Binding of CRP to PEt. Microtiter wells were coated with avidin in TBS. The unreacted sites in the wells were blocked with gelatin. Biotinylated PEt diluted in TBS was then added to the wells. After washing the wells with TBS, purified CRP diluted in TBS-Ca was added to the wells. Bound CRP was detected by using anti-CRP mAb HD2.4 and HRP-conjugated goat anti-mouse IgG. Color was developed, and the absorbance was read at 405 nm. A representative of four experiments is shown. Similar results were obtained when polyclonal anti-CRP antibody was used to detect PEt-bound CRP (data not shown).

FIGURE 6.

Survival curves of mice infected with S. pneumoniae with or without 25 and 150 μg of either WT or mutant CRP. CRP was injected first; bacteria (5 × 10⁷ cfu) were injected 30 min later. Deaths were recorded three times a day for 7 days. The data are combined from two separate experiments with six mice in each group in both experiments. The p values for the difference in the survival curves between groups A and B, A and C, B and C, A and D, A and E, and D and E are <0.005, 0.79, <0.005, <0.005, 0.31, and <0.005, respectively.

FIGURE 7.

Bacteremia in mice treated with or without 25 and 150 μg of either WT or mutant CRP. Blood samples were collected from each surviving mouse shown in Fig. 6 for the first 5 days after infection. Bacteremia was determined by plating. Each dot represents one mouse. The horizontal line in each group of mice represents the median value of bacteremia in that group. A bacteremia value of >10⁸ indicates a dead mouse.

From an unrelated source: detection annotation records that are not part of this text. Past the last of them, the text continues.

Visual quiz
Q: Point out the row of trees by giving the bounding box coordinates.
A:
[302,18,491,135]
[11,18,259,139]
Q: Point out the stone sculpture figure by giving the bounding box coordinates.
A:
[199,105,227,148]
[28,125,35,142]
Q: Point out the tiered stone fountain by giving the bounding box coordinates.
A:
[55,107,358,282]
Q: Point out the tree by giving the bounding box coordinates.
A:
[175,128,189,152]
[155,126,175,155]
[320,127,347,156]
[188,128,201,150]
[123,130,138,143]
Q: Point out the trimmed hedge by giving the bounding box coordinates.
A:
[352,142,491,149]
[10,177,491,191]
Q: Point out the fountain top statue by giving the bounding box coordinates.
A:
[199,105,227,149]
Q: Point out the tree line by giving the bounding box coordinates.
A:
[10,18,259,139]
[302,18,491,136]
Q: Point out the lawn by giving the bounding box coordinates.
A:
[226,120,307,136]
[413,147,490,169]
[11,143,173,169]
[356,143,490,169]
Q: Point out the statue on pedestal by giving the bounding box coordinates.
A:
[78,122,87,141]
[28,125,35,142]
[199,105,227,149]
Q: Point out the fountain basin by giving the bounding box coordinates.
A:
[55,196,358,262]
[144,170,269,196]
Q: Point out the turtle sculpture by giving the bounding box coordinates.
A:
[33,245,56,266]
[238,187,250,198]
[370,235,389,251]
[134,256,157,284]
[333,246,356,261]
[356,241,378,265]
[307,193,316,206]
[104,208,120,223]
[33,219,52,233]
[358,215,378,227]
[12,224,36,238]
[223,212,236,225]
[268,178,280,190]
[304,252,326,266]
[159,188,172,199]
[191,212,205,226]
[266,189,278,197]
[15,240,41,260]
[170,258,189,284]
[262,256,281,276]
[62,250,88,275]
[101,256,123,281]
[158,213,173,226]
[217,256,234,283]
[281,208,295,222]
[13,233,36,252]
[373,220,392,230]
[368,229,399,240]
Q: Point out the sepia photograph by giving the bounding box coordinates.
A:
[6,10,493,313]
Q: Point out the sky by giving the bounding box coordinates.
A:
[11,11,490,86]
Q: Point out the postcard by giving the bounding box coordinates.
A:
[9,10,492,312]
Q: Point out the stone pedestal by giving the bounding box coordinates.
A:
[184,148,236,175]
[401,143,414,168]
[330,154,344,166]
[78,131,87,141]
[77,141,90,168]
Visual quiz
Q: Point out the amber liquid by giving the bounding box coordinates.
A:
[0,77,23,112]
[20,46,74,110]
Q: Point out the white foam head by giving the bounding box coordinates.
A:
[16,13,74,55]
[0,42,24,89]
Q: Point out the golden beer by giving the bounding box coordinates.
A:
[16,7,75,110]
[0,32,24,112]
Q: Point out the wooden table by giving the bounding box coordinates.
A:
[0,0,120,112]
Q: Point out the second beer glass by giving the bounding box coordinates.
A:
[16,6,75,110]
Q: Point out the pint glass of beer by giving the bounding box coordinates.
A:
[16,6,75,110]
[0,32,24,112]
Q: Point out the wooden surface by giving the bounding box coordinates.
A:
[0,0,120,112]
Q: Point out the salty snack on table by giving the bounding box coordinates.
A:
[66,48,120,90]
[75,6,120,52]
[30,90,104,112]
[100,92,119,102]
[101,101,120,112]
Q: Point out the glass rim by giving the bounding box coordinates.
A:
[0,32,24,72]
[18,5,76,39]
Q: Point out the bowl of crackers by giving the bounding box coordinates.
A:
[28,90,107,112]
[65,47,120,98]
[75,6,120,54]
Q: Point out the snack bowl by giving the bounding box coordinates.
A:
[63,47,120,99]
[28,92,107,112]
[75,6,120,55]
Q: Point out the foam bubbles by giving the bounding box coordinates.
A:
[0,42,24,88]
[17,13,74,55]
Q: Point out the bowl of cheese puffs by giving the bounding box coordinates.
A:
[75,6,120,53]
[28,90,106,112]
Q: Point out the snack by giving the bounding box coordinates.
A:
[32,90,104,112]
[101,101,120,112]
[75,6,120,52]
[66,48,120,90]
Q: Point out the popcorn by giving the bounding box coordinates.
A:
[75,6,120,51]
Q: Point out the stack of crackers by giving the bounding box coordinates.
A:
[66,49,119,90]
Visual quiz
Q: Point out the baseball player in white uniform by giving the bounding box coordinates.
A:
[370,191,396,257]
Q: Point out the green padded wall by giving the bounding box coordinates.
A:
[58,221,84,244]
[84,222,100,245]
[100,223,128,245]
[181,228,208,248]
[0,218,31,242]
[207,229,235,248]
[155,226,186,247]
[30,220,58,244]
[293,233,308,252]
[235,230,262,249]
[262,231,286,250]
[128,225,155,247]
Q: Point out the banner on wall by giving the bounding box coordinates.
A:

The p values for the difference between groups A and B, A and C, B and C, A and D, A and E, and D and E, on day 1, are 0.011, 0.74, 0.025, <0.005, 0.09, and 0.17, respectively. The p values for the difference between groups A and B, A and C, B and C, A and D, A and E, and D and E, on day 2, are <0.005, 0.72, <0.005, <0.005, 0.39, and 0.02, respectively.

FIGURE 8.

Clearance of CRP from mouse circulation. Mice were injected with 100 μg of CRP in TBS containing 2 mm CaCl₂. Blood was collected at various time points, sera were separated, and the concentration of CRP was measured.

FIGURE 9.

Repurification of mutant CRP from purified mutant CRP-spiked mouse serum. A representative denaturing SDS-PAGE gel (4–20%) stained with Coomassie Brilliant Blue is shown. Lane 1, molecular mass markers; lane 2, purified mutant CRP (5 μg); lane 3, EDTA eluate (25 μl, A₂₈₀ 1.13) from the PEt affinity chromatography column through which mouse serum containing mutant CRP was passed in the presence of CaCl₂; lane 4, EDTA eluate (25 μl, A₂₈₀ 0.29) from the PEt affinity chromatography column through which mouse serum alone was passed in the presence of CaCl₂.